Great Men, Greater Gags: Talking with the Team and Cast of History of the World, Part II

Comedy Features History of the World, Part II
Great Men, Greater Gags: Talking with the Team and Cast of History of the World, Part II

Mel Brooks may not have been Hollywood’s public historian for two thousand years, but it’s safe to call him a kind of vaudevillian elder statesman. In the 1950s, Brooks and Carl Reiner debuted their “2000-Year-Old Man” routine, a two-hander that made audiences roar on The Ed Sullivan Show and culminated in the release of a full-length comedy album in 1975. Reiner, as the straight-man, interviews Brooks, a 2000-year-old man who is remarkably spry for his age. When asked questions like what he did for work back as a caveman, he answers, “Thousands of years ago, there was no heavy industry… We would take a piece of wood, see, and rub it and rub it and clean it and look at it and hit earth with it and hit a tree with it…” 

“For what purpose?” Reiner asks. 

“Just to keep busy!” Brooks replies. “There was absolutely nothing to do. We had no jobs, don’t you see?”

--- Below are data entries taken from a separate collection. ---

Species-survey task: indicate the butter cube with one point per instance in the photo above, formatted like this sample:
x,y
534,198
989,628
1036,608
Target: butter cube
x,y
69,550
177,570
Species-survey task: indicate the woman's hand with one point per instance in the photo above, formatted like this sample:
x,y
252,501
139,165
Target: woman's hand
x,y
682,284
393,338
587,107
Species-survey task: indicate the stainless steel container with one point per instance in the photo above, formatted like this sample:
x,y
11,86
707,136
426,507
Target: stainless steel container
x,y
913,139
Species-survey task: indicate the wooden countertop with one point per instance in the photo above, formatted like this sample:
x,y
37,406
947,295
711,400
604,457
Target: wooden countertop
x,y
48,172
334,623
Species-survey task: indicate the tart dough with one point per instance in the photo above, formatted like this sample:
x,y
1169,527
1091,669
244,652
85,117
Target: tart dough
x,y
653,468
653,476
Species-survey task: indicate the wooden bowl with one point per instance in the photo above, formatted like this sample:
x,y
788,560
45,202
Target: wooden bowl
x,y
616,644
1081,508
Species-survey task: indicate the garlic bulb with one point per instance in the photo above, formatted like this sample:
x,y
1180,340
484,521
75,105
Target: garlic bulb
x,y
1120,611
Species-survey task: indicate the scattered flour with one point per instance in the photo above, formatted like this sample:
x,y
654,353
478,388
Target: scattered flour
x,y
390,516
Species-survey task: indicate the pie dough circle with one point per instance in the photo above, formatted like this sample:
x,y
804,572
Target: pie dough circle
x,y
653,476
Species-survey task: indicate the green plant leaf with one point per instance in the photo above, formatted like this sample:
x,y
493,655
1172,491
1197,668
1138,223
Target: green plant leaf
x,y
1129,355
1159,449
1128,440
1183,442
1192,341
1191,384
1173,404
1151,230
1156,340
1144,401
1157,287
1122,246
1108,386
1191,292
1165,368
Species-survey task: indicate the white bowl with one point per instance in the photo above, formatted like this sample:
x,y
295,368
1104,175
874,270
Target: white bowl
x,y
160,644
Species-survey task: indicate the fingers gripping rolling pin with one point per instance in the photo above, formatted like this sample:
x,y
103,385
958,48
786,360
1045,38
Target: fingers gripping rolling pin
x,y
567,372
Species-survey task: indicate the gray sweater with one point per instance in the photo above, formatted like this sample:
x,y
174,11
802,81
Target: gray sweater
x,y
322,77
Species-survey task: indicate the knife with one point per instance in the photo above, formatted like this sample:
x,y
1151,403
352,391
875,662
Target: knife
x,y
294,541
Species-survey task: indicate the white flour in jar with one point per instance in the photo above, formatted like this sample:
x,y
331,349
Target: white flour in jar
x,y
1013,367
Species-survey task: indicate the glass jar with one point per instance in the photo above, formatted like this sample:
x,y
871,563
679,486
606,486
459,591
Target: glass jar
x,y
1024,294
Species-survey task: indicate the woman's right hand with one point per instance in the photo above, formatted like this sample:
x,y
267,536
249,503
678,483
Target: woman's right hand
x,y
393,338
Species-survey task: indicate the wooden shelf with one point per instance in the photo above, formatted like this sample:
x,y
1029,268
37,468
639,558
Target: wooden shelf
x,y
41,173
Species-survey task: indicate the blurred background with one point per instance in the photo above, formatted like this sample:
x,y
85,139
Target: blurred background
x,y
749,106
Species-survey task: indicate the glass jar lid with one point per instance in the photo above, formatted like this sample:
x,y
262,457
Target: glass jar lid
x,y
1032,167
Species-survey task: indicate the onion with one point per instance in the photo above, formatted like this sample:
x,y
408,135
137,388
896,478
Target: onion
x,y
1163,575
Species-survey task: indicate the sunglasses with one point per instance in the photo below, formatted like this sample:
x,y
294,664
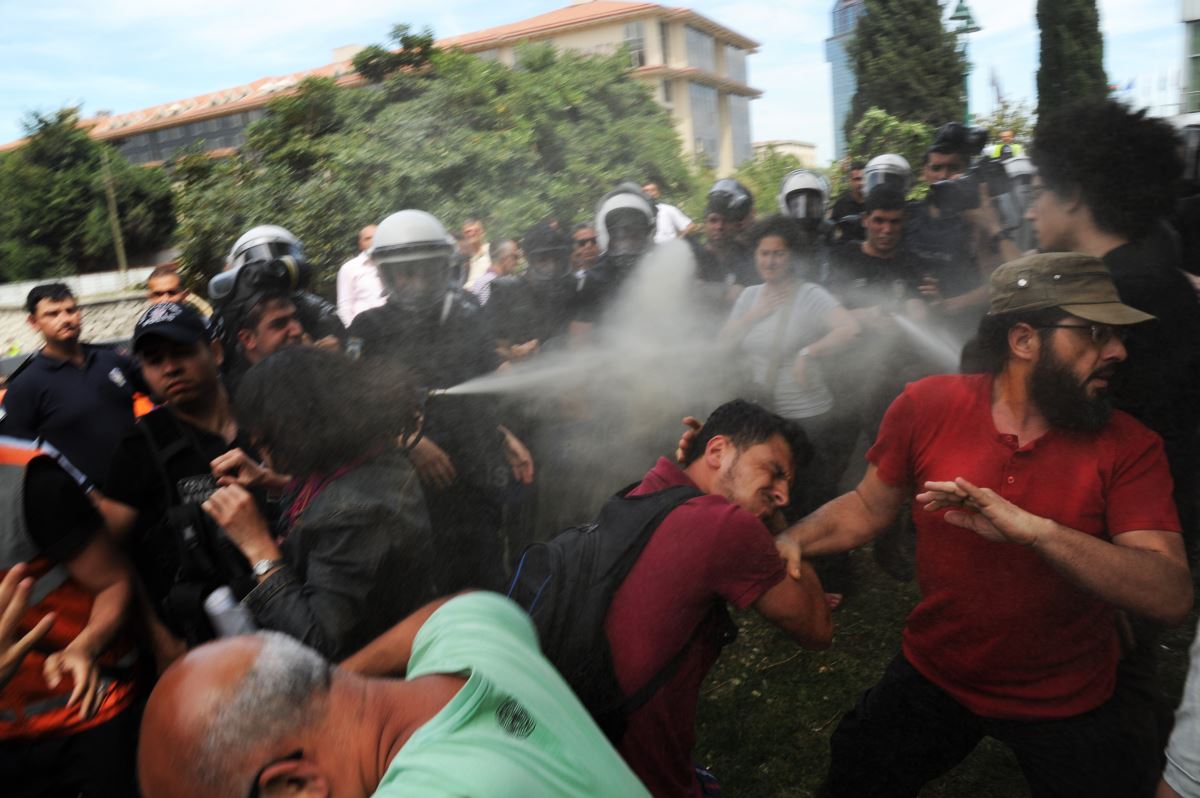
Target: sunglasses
x,y
1101,333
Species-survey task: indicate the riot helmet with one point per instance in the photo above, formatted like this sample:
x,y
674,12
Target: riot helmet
x,y
625,225
267,261
413,251
730,199
547,253
891,169
803,196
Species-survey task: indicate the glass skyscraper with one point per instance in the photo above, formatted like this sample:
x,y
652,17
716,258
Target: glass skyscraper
x,y
845,18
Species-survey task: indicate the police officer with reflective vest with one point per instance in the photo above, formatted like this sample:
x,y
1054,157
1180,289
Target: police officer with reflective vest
x,y
67,717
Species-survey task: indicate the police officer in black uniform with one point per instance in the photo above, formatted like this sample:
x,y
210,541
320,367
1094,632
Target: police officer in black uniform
x,y
465,459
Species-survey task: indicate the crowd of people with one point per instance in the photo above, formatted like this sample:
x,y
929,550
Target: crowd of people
x,y
277,545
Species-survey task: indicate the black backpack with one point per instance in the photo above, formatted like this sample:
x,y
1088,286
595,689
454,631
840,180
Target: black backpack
x,y
567,586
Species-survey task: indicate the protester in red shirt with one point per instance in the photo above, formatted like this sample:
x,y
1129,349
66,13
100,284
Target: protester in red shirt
x,y
1042,511
709,551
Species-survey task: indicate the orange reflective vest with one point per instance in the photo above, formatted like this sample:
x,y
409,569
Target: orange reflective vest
x,y
28,706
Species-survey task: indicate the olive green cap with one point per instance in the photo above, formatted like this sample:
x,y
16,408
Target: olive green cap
x,y
1075,283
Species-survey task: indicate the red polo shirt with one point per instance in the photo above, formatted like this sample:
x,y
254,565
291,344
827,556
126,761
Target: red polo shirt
x,y
997,628
707,550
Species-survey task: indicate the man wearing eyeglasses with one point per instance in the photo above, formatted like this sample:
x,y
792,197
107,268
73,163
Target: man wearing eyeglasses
x,y
1041,513
480,712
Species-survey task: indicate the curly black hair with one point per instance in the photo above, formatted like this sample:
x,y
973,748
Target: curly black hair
x,y
1122,165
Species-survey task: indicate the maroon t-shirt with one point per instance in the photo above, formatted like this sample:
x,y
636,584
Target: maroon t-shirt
x,y
997,628
707,550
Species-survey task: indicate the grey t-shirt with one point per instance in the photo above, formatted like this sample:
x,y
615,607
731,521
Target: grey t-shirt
x,y
805,324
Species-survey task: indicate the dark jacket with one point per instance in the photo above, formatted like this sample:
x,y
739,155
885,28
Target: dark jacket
x,y
359,559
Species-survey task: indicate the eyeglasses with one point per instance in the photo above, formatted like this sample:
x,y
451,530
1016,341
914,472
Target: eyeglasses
x,y
1101,333
253,786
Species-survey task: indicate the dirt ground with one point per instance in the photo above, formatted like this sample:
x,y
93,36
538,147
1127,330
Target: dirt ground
x,y
768,708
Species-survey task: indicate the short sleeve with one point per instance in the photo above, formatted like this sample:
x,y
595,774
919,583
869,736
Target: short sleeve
x,y
892,451
743,562
1139,495
59,516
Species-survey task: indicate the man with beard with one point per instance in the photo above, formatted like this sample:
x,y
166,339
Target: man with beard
x,y
76,396
1042,513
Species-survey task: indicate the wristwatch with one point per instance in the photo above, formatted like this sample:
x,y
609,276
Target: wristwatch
x,y
264,567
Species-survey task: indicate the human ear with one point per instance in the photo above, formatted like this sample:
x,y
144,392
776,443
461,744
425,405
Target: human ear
x,y
293,779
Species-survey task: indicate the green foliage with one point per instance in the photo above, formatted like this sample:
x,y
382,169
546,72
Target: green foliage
x,y
53,213
461,137
906,63
1072,65
413,52
879,132
1008,115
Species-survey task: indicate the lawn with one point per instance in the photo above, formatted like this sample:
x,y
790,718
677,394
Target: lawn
x,y
768,707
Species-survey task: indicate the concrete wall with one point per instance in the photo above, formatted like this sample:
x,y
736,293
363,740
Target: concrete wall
x,y
84,286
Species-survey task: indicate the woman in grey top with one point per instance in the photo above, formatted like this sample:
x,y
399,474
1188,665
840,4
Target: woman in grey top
x,y
787,329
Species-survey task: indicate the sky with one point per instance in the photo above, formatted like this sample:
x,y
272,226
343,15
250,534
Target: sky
x,y
121,55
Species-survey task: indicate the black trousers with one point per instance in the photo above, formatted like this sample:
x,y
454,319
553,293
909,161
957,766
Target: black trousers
x,y
906,732
96,763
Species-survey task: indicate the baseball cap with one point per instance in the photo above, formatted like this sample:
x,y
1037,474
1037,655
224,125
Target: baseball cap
x,y
172,321
1075,283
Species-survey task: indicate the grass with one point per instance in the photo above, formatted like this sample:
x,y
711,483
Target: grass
x,y
768,707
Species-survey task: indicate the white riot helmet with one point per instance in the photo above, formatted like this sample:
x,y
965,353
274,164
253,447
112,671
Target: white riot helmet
x,y
413,251
803,195
891,169
625,223
264,243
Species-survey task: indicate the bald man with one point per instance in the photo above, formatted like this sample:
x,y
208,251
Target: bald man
x,y
480,713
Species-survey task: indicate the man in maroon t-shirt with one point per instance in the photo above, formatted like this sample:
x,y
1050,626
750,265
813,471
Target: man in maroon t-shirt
x,y
711,550
1042,514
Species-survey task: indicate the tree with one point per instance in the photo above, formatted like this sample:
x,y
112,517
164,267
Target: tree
x,y
1072,66
906,64
879,132
1008,115
53,214
461,136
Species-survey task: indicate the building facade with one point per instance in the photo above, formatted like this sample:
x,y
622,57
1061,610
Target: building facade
x,y
846,15
695,66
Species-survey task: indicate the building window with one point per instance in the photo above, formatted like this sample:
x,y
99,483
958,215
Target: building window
x,y
739,129
635,40
736,64
701,49
706,126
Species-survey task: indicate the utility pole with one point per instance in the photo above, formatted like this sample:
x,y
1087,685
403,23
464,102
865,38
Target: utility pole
x,y
966,27
114,220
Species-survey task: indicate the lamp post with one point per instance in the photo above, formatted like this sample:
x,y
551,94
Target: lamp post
x,y
114,219
967,25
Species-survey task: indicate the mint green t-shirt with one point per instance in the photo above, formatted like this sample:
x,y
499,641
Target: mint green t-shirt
x,y
514,730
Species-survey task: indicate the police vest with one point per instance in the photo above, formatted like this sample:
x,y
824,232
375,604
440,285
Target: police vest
x,y
28,706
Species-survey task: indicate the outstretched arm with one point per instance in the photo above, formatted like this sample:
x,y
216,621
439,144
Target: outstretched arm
x,y
1143,571
389,653
851,520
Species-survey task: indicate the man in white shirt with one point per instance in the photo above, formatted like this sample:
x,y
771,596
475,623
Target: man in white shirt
x,y
672,222
358,282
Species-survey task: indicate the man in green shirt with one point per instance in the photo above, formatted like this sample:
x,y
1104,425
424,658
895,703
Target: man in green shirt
x,y
479,713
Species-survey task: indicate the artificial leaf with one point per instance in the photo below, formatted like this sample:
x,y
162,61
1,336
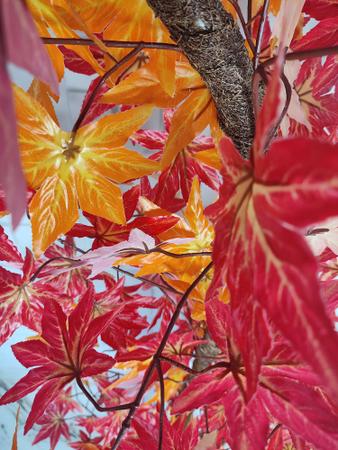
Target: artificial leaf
x,y
8,251
53,424
84,171
256,202
22,299
322,35
64,352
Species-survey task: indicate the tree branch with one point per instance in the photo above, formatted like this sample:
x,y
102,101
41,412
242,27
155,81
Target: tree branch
x,y
147,376
213,43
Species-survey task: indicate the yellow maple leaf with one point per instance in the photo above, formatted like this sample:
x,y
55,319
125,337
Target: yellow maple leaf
x,y
67,172
196,109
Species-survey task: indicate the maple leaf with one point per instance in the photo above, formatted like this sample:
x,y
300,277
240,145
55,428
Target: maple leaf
x,y
53,425
64,352
19,44
181,275
289,394
199,159
106,233
261,256
84,171
191,117
22,301
52,20
324,34
314,107
181,434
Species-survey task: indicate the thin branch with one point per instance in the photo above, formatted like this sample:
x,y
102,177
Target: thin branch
x,y
179,255
96,404
147,376
111,43
206,419
288,91
304,54
193,371
131,274
162,400
91,98
260,33
139,251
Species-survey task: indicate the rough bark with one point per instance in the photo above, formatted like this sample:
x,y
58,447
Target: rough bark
x,y
212,42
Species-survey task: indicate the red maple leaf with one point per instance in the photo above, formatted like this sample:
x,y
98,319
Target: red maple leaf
x,y
53,424
22,300
64,352
107,233
260,253
287,393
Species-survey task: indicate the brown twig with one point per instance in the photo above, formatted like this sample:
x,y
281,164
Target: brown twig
x,y
244,26
260,33
131,274
205,409
147,376
304,54
162,400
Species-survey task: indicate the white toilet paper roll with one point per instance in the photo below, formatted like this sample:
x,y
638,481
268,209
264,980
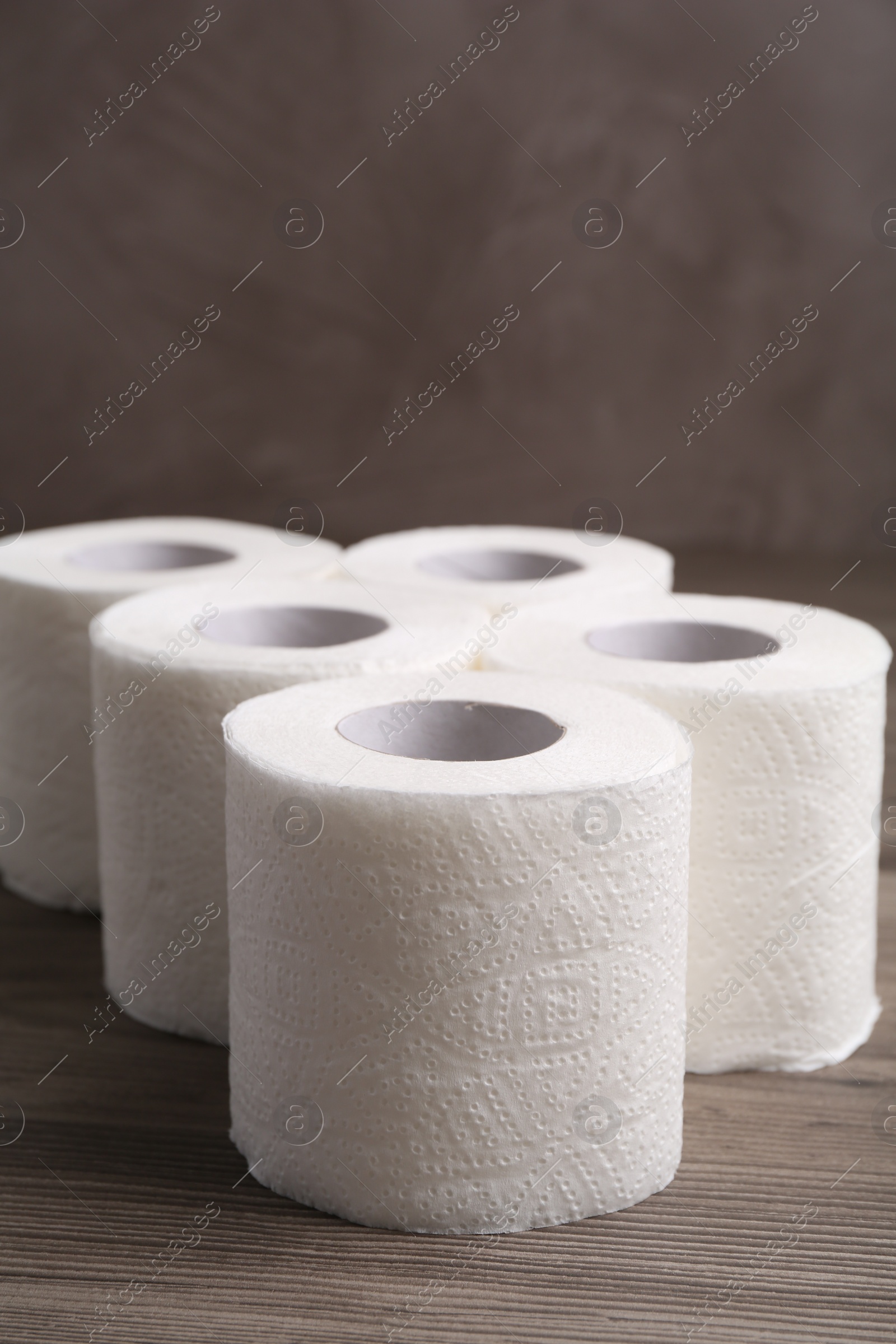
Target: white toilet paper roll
x,y
457,949
52,582
785,706
511,565
167,669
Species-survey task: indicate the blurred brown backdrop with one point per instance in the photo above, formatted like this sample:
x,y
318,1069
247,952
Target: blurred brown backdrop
x,y
438,229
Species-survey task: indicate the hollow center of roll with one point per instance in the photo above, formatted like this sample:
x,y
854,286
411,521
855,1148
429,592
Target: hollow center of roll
x,y
292,627
148,556
494,566
450,730
682,642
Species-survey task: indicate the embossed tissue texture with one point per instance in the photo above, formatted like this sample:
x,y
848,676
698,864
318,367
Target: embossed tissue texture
x,y
464,995
160,773
783,855
46,709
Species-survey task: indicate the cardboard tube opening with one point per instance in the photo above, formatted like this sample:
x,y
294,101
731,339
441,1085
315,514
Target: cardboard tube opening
x,y
148,556
682,642
497,566
452,730
292,627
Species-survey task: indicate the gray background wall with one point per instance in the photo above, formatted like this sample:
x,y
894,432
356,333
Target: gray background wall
x,y
433,236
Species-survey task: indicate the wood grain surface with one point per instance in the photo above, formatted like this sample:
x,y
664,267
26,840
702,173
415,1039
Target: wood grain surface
x,y
125,1140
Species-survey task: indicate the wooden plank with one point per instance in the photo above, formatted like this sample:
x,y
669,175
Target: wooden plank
x,y
128,1137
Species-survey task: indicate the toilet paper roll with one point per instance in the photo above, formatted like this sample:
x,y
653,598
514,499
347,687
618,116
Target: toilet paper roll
x,y
785,706
52,582
511,565
167,669
457,949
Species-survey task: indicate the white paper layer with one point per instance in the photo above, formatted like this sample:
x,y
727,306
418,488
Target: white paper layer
x,y
52,582
786,778
452,559
160,760
457,987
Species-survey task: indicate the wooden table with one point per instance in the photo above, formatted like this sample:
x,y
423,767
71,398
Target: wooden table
x,y
125,1139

Brooks has always known that any account of the past is a reflection and referendum on the present, as he proved further with his 1981 sketch comedy film, History of the World, Part I. Co-starring Cloris Leachman, Madeline Kahn, Harvey Korman, and a score of big-time guest stars, the movie spoofs on Great Moments and Great Men, including the French Revolution and the Spanish Inquisition. And, of course, Brooks stands at the film’s center, popping in and out to deliver such classic lines as, “It’s good to be the king.”

In this long-awaited sequel, aptly titled History of the World, Part II, Brooks is less the tight-gripping monarch than the friendly regal presence, guiding over the production with a CGI cameo and some voice-over narration. But the future of the history of the world… ahem, part II… belongs to a new crop of comedians, including the show’s three executive producer-writer-stars, Ike Barinholtz, Nick Kroll, and Wanda Sykes. The conceit is still recognizably Brooks’, as are many of the running gags: plenty of industry commentary, gleeful shattering of the fourth wall, and a character named Schmuck Mudman. 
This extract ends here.